Hillary Clinton Will Campaign With Gabby Giffords's Gun-Safety Bus Tour

With just eight days remaining until the presidential election, Hillary Clinton will be in Cincinnati on Monday night to push for Ohio residents to vote early. She will be joined by two leading gun-safety advocates—former U.S. Representative Gabrielle Giffords and her husband, Navy combat veteran and retired astronaut Mark Kelly.
The appearance at the city's Smale Riverfront Park is both a part of Clinton's push to encourage Americans to vote early and a stop on Giffords's "Vocal Majority" gun-safety tour. Her political action committee, Americans for Responsible Solutions (ARS), is nearing the conclusion of its six week, 14-state bus tour to demand an end to gun violence. The group, which endorsed Clinton in June, began the nationwide tour in Orlando, Florida, the site of the deadliest mass shooting in modern U.S. history, on June 12. Giffords and Kelly, who publicly acknowledge they are gun owners, became supporters of stronger gun legislation after she was shot in the head five years ago during an event at a supermarket in Tucson, Arizona.
The tour, which lasts through Election Day, is part of ARS's initiative to mobilize millions of voters to make the 2016 election a referendum on gun safety, and to support leaders down the ballot who are committed to taking steps to reduce gun violence.
While making clear she stands behind Americans' Second Amendment rights, Clinton has expressed her support for universal background checks and for preventing terrorists, criminals and others who pose risks to public safety from obtaining guns. Campaigning on the issue, Clinton repeatedly has promised voters that she will take these promises past the general election and into the White House. She is expected to take the stage Monday at 6:15 p.m. Eastern time.
The race in Ohio is neck and neck: A RealClear Politics average covering the state shows Trump ahead of Clinton by 1.5 percentage points. Over the weekend, former President Bill Clinton campaigned for his wife there, and President Barack Obama will kick off a four-day campaign schedule for the Democratic nominee by appearing Tuesday in Columbus.

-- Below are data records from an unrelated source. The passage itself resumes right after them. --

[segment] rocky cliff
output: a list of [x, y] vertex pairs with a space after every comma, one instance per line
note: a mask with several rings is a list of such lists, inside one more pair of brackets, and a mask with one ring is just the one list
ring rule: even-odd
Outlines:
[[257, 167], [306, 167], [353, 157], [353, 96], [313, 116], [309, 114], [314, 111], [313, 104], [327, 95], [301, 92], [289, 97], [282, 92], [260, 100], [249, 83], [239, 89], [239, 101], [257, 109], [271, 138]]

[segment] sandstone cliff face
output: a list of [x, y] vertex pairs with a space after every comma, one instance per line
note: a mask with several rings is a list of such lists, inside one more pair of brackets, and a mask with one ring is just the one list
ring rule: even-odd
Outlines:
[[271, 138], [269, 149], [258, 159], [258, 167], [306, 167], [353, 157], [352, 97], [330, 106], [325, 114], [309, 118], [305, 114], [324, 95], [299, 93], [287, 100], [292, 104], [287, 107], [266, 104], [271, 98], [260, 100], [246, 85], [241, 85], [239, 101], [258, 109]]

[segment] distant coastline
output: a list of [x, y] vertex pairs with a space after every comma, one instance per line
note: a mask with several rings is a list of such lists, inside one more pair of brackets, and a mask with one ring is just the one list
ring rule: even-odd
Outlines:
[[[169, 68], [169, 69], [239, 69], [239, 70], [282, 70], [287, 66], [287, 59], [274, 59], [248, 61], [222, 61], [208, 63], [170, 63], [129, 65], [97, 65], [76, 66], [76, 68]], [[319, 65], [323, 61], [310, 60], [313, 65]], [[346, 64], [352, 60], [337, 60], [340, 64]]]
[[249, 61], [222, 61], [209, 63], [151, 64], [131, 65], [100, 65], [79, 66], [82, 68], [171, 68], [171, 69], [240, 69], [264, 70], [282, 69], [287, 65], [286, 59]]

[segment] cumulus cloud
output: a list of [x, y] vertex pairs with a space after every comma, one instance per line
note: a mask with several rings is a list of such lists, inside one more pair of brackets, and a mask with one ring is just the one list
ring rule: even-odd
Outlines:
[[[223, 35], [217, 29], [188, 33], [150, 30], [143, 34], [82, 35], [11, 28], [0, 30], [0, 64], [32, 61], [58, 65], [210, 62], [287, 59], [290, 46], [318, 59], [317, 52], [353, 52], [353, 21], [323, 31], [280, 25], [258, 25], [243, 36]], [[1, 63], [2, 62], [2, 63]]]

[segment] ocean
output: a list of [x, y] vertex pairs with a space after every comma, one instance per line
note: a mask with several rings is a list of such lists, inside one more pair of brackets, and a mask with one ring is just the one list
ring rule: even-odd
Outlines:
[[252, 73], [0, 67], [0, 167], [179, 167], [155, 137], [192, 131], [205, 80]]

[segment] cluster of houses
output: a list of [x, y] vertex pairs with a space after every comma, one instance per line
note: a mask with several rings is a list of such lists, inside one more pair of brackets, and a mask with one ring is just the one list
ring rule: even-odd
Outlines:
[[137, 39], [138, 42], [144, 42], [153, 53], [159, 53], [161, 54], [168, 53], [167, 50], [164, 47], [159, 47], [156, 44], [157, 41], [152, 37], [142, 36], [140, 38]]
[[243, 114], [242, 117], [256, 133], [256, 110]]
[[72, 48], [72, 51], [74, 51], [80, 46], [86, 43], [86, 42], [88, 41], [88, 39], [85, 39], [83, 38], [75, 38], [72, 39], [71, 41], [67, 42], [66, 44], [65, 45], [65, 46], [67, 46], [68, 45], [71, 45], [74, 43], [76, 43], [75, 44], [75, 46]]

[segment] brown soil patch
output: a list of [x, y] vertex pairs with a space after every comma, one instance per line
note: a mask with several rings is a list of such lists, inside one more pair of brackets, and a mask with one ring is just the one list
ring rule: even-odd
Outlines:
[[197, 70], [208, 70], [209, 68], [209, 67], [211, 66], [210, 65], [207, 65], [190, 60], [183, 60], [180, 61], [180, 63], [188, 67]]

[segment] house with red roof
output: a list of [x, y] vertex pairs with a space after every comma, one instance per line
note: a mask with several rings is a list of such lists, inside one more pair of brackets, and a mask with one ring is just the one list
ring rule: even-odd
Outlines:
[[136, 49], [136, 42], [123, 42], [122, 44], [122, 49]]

The Democratic vice presidential nominee, Tim Kaine, carried the campaign's message favoring stronger gun laws when he appeared with the Vocal Majority tour at Florida State University in Tallahassee on Friday. The U.S. senator and former governor of Virginia—the NRA's home state—Kaine called gun violence a "sickness" in the United States. He became an advocate for mental health reform in the wake of the 2007 Virginia Tech massacre.